He took a step back, his gaze drifting to the line of willows that marked the millstream. From here he could see two boys in straw
hats and bare feet fishing off the arched stone bridge, their lines catching the slanting rays of the setting sun, their joyous laughter carrying to him on the warm breeze. If Sir Peter had visited his old nurse the evening of Tuesday last, he would have passed the church on his way back to London.
The old nurse’s words kept echoing in Sebastian’s head. Perhaps she was right; perhaps some truths were better left unknown. Thirty years ago, a cruel and vicious man had met a secret death in the depths of this crypt. Perhaps it would have been better if the events of that dark, terrible night had never become known. But the Reverend Earnshaw’s innocent destruction of the old charnel house had shed the light of the present on the past. And now Earnshaw and four other men were dead.
He watched a slim blond woman in a shako-style hat and a riding habit with brass buttons guide a fine blood bay up the high street. At the gate to the churchyard she drew up, the black train of her riding habit trailing over the horse’s dark red flanks, the bay throwing its head with a jingle of its bridle as she slid gracefully from her saddle. She paused for a moment, head lifting as she scanned the churchyard. He strolled through the high grass to meet her.
“Lady Prescott,” he said, taking her horse’s reins.
“Lord Devlin.”
They turned to walk together, the mare ambling along behind. She said, “Bessie told me I would find you here.”
When he made no comment, she turned to look at him, her gentle blue eyes lit with amusement. “I don’t know if she sees things the rest of us don’t see, or if she is simply an excellent observer of people. But she can be uncomfortable, at times, to live around.”
He said, “Why are you here, Lady Prescott?”
She looked up at the age-blackened stone belfry before them, the light falling full on her face to reveal the smooth skin of her cheeks and a faint scar he now noticed that cut across the lid of her left eye. “Thirty years is a long time to live with a secret.”

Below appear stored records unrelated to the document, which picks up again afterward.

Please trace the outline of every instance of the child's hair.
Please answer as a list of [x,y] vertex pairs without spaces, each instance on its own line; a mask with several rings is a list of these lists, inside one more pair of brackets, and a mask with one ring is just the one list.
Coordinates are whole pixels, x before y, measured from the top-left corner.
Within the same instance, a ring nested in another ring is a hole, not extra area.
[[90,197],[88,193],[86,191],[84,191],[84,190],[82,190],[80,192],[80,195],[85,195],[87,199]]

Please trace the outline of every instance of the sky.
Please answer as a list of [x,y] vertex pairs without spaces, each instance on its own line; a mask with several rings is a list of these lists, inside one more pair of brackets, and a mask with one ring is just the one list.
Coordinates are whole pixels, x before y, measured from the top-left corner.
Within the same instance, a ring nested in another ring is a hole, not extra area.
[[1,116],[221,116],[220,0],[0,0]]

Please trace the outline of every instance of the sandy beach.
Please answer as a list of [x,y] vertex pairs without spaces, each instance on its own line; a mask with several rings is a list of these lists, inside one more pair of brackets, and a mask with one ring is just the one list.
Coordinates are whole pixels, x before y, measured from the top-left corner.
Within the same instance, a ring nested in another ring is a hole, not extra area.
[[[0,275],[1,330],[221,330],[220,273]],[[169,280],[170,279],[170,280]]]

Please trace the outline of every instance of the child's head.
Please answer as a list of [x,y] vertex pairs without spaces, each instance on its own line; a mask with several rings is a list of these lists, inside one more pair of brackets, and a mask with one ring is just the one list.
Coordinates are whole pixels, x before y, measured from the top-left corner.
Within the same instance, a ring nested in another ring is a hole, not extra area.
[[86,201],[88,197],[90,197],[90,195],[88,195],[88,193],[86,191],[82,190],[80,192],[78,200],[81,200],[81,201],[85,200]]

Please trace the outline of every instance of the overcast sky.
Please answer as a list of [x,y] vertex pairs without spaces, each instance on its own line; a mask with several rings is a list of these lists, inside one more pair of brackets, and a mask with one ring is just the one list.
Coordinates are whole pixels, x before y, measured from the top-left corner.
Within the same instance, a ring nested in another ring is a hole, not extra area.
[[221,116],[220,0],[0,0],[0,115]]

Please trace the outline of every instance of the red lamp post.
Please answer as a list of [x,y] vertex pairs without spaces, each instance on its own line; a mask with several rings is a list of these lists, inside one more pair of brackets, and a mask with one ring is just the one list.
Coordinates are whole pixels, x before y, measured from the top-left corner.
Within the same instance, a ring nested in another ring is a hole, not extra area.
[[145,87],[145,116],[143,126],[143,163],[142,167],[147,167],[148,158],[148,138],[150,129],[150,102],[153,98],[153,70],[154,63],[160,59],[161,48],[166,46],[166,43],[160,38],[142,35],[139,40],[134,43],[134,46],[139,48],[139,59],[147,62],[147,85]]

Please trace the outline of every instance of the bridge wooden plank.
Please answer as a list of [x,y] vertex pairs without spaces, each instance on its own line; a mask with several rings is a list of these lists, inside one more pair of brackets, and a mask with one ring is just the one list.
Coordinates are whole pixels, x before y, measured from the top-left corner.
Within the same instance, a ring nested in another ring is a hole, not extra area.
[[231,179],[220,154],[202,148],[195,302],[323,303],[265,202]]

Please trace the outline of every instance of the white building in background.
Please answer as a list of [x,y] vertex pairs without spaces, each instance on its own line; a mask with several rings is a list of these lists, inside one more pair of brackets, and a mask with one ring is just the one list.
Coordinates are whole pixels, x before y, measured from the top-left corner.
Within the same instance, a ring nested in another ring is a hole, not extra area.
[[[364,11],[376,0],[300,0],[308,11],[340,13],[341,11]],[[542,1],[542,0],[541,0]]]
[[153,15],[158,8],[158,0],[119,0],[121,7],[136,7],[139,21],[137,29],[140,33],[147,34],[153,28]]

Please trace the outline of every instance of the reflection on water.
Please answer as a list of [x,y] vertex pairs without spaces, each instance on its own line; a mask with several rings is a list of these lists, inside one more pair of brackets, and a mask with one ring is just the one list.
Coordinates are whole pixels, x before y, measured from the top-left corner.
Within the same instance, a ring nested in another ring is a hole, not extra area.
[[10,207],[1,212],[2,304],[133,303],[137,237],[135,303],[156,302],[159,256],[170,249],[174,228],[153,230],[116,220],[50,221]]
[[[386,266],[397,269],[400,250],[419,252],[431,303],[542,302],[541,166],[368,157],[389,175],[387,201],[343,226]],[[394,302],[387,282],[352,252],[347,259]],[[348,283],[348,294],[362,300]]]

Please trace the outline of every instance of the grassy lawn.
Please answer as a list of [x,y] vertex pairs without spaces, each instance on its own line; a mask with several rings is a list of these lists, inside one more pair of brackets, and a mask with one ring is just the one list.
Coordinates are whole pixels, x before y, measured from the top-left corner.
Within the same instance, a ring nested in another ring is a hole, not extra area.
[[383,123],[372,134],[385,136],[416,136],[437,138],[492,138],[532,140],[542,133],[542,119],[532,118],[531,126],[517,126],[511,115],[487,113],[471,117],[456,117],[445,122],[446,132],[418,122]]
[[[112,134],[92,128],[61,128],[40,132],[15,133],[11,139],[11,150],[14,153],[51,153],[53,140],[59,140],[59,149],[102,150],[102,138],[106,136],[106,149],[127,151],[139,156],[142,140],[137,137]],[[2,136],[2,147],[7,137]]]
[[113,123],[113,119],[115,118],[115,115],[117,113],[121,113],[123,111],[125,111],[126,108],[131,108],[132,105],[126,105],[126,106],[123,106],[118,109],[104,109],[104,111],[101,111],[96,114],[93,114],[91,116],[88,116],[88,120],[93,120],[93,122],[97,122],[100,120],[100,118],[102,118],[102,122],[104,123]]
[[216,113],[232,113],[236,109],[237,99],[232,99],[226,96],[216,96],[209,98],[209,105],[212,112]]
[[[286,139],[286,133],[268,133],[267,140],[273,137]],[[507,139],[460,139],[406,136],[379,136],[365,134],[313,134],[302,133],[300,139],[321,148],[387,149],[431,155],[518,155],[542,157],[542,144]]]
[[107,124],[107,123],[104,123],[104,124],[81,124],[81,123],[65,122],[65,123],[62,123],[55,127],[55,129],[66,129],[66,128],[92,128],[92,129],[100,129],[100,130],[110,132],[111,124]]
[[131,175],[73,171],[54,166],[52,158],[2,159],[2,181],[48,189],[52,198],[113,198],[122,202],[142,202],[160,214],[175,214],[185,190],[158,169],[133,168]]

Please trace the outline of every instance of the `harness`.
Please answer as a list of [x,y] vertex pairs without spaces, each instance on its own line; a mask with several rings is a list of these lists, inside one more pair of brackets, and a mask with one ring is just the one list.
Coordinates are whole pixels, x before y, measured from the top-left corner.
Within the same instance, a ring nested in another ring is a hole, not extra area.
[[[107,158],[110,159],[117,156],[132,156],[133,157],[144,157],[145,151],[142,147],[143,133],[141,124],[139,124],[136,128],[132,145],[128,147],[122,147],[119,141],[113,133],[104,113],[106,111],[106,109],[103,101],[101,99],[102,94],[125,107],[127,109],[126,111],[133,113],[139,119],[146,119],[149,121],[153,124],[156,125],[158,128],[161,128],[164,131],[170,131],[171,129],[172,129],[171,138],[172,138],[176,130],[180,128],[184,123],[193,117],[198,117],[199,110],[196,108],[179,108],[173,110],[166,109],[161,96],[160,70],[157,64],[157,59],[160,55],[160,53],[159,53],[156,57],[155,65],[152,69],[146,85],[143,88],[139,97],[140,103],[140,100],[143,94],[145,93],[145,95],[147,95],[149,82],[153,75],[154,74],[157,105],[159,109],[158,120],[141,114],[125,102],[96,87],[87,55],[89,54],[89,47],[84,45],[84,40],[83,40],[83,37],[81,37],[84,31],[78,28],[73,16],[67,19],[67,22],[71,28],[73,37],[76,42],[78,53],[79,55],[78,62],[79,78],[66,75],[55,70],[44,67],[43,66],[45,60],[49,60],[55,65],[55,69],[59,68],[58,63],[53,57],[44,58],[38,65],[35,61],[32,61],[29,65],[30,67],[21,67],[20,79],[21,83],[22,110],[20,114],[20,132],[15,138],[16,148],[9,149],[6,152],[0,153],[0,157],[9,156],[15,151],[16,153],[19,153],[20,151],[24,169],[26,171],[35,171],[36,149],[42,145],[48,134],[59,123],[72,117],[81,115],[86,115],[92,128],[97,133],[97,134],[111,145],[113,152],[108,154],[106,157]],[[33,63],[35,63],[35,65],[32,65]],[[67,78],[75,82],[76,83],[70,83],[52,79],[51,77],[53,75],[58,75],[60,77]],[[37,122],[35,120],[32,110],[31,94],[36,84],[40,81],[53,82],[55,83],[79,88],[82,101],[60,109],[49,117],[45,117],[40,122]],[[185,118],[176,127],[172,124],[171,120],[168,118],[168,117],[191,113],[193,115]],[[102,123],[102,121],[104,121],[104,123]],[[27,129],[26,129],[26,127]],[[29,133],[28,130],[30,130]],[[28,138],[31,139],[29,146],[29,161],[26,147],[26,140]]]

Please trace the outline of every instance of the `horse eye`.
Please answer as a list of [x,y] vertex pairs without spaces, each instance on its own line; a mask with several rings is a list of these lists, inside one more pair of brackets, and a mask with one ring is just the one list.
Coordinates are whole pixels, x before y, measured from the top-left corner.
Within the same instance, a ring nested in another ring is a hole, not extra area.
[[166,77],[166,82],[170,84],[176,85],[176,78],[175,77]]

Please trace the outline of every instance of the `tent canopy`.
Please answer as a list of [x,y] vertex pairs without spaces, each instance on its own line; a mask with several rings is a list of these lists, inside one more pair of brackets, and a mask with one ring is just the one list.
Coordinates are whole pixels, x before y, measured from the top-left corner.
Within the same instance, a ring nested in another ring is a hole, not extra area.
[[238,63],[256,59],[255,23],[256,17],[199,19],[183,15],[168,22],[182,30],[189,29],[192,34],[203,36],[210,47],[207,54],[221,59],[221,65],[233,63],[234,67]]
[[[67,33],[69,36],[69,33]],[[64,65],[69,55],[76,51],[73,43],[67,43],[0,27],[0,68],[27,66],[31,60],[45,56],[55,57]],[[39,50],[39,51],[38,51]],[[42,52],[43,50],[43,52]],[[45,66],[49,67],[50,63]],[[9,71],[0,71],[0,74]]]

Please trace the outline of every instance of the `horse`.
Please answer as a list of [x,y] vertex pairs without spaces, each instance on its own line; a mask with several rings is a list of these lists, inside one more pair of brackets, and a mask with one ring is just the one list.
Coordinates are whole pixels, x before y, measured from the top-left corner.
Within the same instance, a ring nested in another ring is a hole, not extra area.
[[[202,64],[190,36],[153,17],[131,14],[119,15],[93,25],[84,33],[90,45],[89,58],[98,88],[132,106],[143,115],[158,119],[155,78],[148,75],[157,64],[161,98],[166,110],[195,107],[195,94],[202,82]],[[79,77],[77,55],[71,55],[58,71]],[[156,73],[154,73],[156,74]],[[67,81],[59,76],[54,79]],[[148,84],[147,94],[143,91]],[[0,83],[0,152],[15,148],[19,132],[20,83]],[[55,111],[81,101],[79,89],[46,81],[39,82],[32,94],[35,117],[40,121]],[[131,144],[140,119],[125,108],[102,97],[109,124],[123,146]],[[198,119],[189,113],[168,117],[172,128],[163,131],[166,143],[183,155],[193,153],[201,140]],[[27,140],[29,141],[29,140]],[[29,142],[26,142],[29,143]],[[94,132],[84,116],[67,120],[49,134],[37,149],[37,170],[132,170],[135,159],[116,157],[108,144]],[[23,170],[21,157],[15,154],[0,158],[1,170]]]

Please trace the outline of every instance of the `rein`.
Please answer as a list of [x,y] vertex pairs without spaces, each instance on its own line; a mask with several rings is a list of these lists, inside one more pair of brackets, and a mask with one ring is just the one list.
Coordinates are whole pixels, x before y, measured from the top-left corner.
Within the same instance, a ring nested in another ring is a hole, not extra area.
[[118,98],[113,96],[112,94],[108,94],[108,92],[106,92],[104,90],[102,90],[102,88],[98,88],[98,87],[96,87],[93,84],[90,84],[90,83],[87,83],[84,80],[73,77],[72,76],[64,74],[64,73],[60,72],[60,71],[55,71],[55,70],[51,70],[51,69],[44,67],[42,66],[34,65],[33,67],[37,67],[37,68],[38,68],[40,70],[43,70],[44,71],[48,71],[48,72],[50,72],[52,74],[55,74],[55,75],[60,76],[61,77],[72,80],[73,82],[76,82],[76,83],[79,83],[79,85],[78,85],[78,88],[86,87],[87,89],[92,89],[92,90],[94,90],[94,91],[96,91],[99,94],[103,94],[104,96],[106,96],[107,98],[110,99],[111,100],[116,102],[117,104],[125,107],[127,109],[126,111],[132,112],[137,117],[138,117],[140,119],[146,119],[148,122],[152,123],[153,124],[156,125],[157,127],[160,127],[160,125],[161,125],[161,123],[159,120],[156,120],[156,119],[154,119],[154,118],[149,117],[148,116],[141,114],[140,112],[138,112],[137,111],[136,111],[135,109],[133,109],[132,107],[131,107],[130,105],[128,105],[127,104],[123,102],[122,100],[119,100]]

He waited, and after a moment she said, “Sir Nigel returned from America with a packet of papers—treasonous letters written by someone who styled himself ‘Alcibiades.’ ”
“Yes. I know.”
“Do you know who wrote them?”
He shook his head.
She pursed her lips and blew out a long breath. “It was my father. The Marquess of Ripon. He claimed he did it in an out-pouring of devotion to republican principles. He was quite the student of the Enlightenment, you know, forever reading the likes of Voltaire and Rousseau.”
“But you didn’t believe him?”
She huffed a soft laugh devoid of all amusement. “The only thing my father was really devoted to was the gaming table.”
“I have heard he was badly dipped.”
“They all were. Sandwich. Dashwood. Fox. But they didn’t all seek to come about by betraying their country.”
“Did you know what he was doing?”
“Not until I saw the letters.”
“Sir Nigel showed them to you?”
“Yes. He’d recognized Father’s handwriting immediately.” She stared off down the hill, to where one of the boys on the bridge was hauling in his line. “In one of the letters, my father revealed some vital information on the Army’s plans at Yorktown.” She paused. “Someone very dear to me was killed at Yorktown.”
Sebastian said, “Why didn’t Sir Nigel take the letters to the King?”
“And expose his own wife’s father as a traitor?” A tight smile touched her lips. “What do you suppose would have happened then to my husband’s ambitions of being named foreign secretary?”
Her hand crept up to her face, her fingertips touching the scar above her eye in an unconscious movement before drifting away. “He had a vicious temper, Sir Nigel. He was furious with Father, and furious with me. He knew he couldn’t expose my father without harming his own interests. But he thought the threat of exposure would be enough to force my father to retire from London.”
“It wasn’t?”
“Father knew my husband’s ambitions made him vulnerable. When Nigel threatened him, my father laughed at him. Said he’d retire to his estates if Nigel paid him ten thousand pounds.”
“Wily old fox.”
“Oh, yes. But my father miscalculated. He underestimated the power of Nigel’s fury.”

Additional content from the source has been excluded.